Por Luciano Costa
SÃO PAULO (Reuters) - Após o rompimento de uma barragem da mineradora Samarco em Mariana (MG), as hidrelétricas do Rio Doce podem ficar paralisadas por "meses", segundo especialistas ouvidos pela Reuters, que não souberam precisar quanto tempo seria necessário para que a água fique limpa o suficiente para gerar energia.
Quatro hidrelétricas suspenderam operações após o desastre em 5 de novembro, em um total de cerca de 790 megawatts em potência. Duas das usinas pertencem à Aliança, uma parceria entre Cemig (SA:CMIG4) e Vale, enquanto uma é da EDP (SA:ENBR3) Energias do Brasil e outra tem como sócios Neoenergia, Cemig e Furnas, da Eletrobras (SA:ELET3).
Segundo o professor da Universidade Federal de Itajubá (Unifei) Geraldo Lúcio Tiago Filho, é preciso esperar que a lama e os sedimentos passem pelo rio ou assentem no fundo do reservatório para então analisar se a qualidade da água permite a retomada da operação nas usinas.
"Se essa água passar assim pelas turbinas, vai trazer prejuízo às máquinas... é preciso esperar o nível de sedimentos na água chegar a condições aceitáveis. Pelo menos alguns meses vai demorar", disse Tiago Filho.
A diretora da Engenho Consultoria, Leontina Pinto, também mostrou preocupação com eventuais danos que a condição das águas no Rio Doce poderia causar nas usinas.

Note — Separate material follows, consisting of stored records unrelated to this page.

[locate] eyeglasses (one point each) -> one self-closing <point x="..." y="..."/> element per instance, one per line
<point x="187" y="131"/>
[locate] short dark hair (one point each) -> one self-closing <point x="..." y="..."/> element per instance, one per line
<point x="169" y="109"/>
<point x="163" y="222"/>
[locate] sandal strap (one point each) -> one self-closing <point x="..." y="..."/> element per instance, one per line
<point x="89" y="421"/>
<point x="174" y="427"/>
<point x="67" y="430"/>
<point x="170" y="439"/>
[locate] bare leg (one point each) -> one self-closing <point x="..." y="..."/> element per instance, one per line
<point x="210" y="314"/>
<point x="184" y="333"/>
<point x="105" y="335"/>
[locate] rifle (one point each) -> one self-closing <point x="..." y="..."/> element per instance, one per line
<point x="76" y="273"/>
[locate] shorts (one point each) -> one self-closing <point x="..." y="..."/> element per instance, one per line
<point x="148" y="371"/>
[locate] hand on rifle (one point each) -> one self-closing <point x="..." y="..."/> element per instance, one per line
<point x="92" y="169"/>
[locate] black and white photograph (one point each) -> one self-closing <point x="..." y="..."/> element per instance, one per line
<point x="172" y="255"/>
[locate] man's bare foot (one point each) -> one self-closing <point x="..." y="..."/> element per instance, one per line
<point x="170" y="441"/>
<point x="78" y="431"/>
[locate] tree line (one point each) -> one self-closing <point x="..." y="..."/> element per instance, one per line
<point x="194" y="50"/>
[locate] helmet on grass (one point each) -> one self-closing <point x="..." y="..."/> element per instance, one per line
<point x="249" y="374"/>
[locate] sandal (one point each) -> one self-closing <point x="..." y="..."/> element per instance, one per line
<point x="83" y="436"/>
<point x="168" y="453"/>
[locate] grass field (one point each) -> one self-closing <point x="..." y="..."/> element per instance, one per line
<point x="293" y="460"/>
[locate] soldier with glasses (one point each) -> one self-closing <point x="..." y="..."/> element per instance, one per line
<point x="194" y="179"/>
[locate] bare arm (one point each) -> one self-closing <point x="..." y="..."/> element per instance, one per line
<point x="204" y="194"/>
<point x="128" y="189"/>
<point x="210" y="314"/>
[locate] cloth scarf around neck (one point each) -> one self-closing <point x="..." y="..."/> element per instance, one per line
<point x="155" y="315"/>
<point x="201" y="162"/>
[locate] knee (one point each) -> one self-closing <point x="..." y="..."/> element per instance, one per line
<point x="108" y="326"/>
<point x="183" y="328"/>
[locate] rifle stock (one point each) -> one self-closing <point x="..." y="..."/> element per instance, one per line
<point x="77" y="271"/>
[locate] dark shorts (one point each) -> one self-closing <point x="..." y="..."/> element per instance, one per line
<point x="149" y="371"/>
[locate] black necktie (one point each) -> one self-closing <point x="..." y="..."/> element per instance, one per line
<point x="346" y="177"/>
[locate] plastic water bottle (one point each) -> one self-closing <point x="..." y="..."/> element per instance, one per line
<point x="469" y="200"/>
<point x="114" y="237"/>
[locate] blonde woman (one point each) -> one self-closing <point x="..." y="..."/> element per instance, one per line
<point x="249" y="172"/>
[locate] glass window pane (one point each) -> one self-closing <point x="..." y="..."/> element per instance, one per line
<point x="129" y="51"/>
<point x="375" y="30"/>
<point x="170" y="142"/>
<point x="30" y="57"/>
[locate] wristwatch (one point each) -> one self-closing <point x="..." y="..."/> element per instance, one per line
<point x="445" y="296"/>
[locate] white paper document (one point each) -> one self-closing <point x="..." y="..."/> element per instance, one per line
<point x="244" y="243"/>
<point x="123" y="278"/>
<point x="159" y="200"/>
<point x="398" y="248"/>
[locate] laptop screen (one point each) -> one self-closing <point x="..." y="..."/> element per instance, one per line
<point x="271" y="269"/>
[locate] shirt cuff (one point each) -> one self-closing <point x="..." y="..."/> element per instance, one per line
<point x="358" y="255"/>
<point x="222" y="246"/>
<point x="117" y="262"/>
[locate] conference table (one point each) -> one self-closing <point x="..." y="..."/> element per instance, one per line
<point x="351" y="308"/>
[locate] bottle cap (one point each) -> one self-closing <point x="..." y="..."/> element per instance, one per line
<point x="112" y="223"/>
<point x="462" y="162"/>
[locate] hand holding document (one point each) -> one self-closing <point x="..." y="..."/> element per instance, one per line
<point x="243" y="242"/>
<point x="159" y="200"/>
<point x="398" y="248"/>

"Vai demorar muito tempo para que as turbinas (dessas hidrelétricas) possam rodar em condições mínimas de segurança, sem comprometer a vida útil dos equipamentos", apontou.
Além das usinas que estão paradas, uma pequena hidrelétrica do Grupo AVG, com 1,8 megawatt, foi totalmente destruída pela lama que tomou o Rio Doce logo no mesmo dia do estouro da barragem.
ACIDENTE IMPREVISÍVEL
Uma paralisação por um longo período nas hidrelétricas do Rio Doce poderia gerar prejuízos comerciais para as concessionárias, com penalidades devido à indisponibilidade da energia, mas técnicos ouvidos pela Reuters acreditam que a imprevisibilidade do acidente facilitará a obtenção de tratamento diferenciado para as usinas.
"Do ponto de vista comercial, não vejo grandes impactos... não só pelo tamanho, mas pela origem do problema, deve haver uma análise, e existem critérios para expurgar eventos como esses. O problema é mais a despesa para regularizar a situação das usinas", afirmou à Reuters o diretor de uma instituição do setor, sob condição de anonimato.
O diretor da consultoria PSR, Rafael Kelman, também vê poucas chances de penalização às donas das usinas.
"Provavelmente, por ser um caso de força maior, elas conseguirão um excludente de responsabilidade... conseguiriam anular todas penalidades", afirmou.
Ele lembrou, no entanto, que a Vale é uma das acionistas da Samarco, junto com a anglo-australiana BHP Billiton, e teve usinas afetadas. "É um caso curioso em que 'força maior' talvez não se aplique, pelo menos para um dos sócios".
DANOS DE LONGO PRAZO
Mesmo quando a água ficar mais limpa e permitir a retomada da operação, no entanto, as hidrelétricas podem ter perdas na capacidade devido à acumulação de sedimentos e resíduos no fundo dos reservatórios, alertam os especialistas.
"Diminui a capacidade de geração... as hidrelétricas terão um menor volume útil, menos água para garantir a operação em épocas de estiagem", alertou Tiago Filho, da Unifei.
O professor afirmou que será necessário "dragar" os reservatórios, com o uso de máquinas feitas especialmente para limpar os lagos --um processo que deve ser longo e demorado devido à complexidade do acidente em questão.
"Não são sedimentos comuns no rio, são resíduos de mineração, metais pesados... é diferente do procedimento normal em uma hidrelétrica. Vai ter que adaptar os equipamentos a essa nova situação", explicou.
Procuradas, Vale e Cemig direcionaram os questionamentos à Aliança, que não retornou o contato imediatamente.
A EDP Energias do Brasil disse que não iria comentar a situação de sua usina, enquanto a Samarco não se manifestou.
SUPRIMENTO SEM AMEAÇA
Do ponto de vista de oferta de energia, mesmo uma pausa longa na operação das hidrelétricas do Rio Doce não chega a preocupar.
"A perda de produção de energia não é suficiente para abalar a operação do Sistema Interligado Nacional", afirmou Rafal Kelman, da PSR.
As usinas paradas devido ao rompimento da barragem representam apenas 0,5 por cento da capacidade do sistema brasileiro, segundo dados da Aneel.